The US has publicly declared it will fight discrimination against gays and lesbians abroad by using foreign aid and diplomacy to encourage reform.
Secretary of State Hillary Clinton told an audience of diplomats in Geneva: "Gay rights are human rights".
A memo from the Obama administration directs US government agencies to consider gay rights when making aid and asylum decisions.
Similar policies already exist for gender equality and ethnic violence.
"It should never be a crime to be gay," Mrs Clinton said at the United Nations in Geneva, adding that a country's cultural or religious traditions was no excuse for discrimination.
Her audience included representatives from countries where homosexuality is a criminal offence.
Many ambassadors rushed out of the room as soon as Mrs Clinton finished speaking, the Associated Press news agency reported.
In October, UK Prime Minister David Cameron's suggestion that aid could be cut to countries that did not recognise gay rights was condemned by several African countries where homosexual acts are banned, including Ghana, Uganda and Zimbabwe.
Last week Nigerian became the latest African country attempting to tighten homosexuality laws, with the Senate passing a bill banning same-sex marriages. Before it becomes law, it must be passed by the lower chamber and then signed by the president.

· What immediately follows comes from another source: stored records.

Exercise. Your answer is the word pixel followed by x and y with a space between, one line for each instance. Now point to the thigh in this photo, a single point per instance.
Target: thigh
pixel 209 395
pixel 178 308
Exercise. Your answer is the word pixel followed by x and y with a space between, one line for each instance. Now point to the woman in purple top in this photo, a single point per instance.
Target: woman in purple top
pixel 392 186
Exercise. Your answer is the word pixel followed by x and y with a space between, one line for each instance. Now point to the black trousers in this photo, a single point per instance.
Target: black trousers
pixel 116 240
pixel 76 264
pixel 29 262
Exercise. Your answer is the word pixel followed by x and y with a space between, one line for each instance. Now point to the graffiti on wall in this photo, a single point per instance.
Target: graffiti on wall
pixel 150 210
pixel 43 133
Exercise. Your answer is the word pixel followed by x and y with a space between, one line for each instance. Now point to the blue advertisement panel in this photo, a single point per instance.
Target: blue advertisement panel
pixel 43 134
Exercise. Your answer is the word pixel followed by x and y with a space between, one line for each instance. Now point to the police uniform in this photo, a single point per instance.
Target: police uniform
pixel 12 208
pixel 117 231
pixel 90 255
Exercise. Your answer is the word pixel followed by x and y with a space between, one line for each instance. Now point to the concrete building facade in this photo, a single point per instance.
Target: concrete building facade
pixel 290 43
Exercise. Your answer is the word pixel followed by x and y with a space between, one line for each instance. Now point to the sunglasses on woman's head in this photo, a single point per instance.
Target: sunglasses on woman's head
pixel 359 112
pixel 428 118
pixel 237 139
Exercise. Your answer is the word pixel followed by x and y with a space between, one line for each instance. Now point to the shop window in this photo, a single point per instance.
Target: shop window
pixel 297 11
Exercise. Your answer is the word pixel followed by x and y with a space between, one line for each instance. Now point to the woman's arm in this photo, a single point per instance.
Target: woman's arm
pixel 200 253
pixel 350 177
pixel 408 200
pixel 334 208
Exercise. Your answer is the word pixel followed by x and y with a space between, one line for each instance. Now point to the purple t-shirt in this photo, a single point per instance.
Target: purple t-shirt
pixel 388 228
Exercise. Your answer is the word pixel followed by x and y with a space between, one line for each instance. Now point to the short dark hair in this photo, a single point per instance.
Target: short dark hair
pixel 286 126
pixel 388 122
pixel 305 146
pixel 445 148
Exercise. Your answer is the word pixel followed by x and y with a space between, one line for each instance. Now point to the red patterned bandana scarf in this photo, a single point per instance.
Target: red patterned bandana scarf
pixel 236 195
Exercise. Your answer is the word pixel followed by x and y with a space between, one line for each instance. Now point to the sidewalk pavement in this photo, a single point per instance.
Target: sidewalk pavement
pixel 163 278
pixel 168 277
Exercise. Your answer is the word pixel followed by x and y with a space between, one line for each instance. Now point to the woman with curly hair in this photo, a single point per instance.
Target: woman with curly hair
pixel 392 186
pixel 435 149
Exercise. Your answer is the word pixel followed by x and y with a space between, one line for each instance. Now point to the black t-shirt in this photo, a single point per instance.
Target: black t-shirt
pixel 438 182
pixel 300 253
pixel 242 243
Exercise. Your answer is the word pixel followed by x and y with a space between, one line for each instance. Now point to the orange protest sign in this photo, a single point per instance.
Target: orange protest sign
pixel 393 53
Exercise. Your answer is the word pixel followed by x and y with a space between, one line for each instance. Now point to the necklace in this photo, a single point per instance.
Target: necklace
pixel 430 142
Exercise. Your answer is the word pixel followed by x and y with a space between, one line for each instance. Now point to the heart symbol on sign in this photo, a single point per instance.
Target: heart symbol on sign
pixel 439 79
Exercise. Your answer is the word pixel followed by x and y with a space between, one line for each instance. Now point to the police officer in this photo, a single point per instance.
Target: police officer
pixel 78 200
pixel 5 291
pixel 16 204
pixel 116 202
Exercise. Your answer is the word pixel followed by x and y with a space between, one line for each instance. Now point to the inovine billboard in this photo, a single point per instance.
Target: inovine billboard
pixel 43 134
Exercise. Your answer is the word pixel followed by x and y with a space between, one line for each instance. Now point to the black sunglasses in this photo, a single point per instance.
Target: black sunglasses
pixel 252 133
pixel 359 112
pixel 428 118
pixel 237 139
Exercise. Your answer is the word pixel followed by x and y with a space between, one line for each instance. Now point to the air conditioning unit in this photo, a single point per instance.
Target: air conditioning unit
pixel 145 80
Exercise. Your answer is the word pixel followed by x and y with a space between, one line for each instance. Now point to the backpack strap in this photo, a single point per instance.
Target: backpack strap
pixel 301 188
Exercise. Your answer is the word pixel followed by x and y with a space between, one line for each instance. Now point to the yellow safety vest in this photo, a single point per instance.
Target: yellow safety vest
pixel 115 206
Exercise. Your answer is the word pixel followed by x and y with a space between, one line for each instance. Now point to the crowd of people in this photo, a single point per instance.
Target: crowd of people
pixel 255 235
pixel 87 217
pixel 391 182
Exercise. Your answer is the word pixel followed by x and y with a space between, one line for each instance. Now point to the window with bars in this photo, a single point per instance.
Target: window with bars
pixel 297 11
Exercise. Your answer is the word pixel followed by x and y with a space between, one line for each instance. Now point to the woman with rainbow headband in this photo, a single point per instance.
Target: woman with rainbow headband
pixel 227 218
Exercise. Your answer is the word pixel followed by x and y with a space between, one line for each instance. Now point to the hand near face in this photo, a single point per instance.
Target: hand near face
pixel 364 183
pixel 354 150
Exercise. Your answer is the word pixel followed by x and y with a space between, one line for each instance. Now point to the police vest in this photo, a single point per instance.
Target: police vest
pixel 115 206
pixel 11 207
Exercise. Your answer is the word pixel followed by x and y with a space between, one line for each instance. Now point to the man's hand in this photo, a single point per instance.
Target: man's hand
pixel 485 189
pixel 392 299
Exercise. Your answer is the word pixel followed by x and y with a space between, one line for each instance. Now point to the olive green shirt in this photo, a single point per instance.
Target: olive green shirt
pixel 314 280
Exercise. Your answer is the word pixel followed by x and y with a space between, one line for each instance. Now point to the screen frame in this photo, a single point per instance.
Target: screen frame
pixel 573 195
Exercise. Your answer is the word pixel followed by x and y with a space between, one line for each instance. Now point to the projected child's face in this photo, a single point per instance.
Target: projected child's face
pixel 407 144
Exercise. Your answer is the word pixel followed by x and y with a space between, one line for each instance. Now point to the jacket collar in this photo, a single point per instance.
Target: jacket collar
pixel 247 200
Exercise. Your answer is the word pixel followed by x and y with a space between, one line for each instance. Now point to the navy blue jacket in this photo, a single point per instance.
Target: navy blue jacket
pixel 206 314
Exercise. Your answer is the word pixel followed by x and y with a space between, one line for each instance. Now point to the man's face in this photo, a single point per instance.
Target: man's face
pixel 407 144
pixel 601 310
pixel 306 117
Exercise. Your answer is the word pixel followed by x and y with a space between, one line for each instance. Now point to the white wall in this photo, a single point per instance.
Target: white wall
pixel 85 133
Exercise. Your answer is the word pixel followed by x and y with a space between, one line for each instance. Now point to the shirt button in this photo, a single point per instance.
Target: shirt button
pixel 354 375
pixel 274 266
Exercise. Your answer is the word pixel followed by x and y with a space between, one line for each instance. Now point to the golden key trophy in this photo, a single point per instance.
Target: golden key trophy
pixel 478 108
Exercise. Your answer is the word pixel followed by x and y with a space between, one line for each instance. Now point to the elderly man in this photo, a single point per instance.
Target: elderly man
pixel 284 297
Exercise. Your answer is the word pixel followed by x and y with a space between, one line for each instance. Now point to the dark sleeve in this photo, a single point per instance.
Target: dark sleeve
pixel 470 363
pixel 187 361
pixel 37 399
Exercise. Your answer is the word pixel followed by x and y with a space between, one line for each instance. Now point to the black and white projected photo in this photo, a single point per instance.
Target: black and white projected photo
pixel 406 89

The announcement, described by the White House as the "first US government strategy to combat human rights abuses against gays and lesbians abroad", is also being seen as part of the Obama administration's outreach to gays and lesbians ahead of the 2012 election.
The official memorandum does not outline consequences for countries with poor records on gay rights. But it allows US agencies working abroad to consult with international organisations on discrimination.
"Gay people are born into and belong to every society in the world," Mrs Clinton said in Geneva. "Being gay is not a Western invention. It is a human reality."
Correspondents say the new policy could pose awkward questions for US officials formulating policy towards some regular allies and regional powers.
In 2011, the state department's annual human rights report cited abuses against gay people in Saudi Arabia, and ally of the US that bans homosexuality outright.
Afghanistan also prohibits homosexual activity, and the same report found that authorities "sporadically" enforced the prohibition.
In the US, Republican presidential candidates criticised the administration's decision, with Texas Governor Rick Perry saying in a statement that "promoting special rights for gays in foreign countries is not in America's interests and not worth a dime of taxpayers' money".
Mrs Clinton acknowledged the US had its own mixed record on gay rights. As late as 2003, some states had laws that made gay sex a crime.
Earlier this year President Barack Obama signed into law a bill repealing the "don't ask don't tell" law and allowing homosexuals to serve openly in the US military.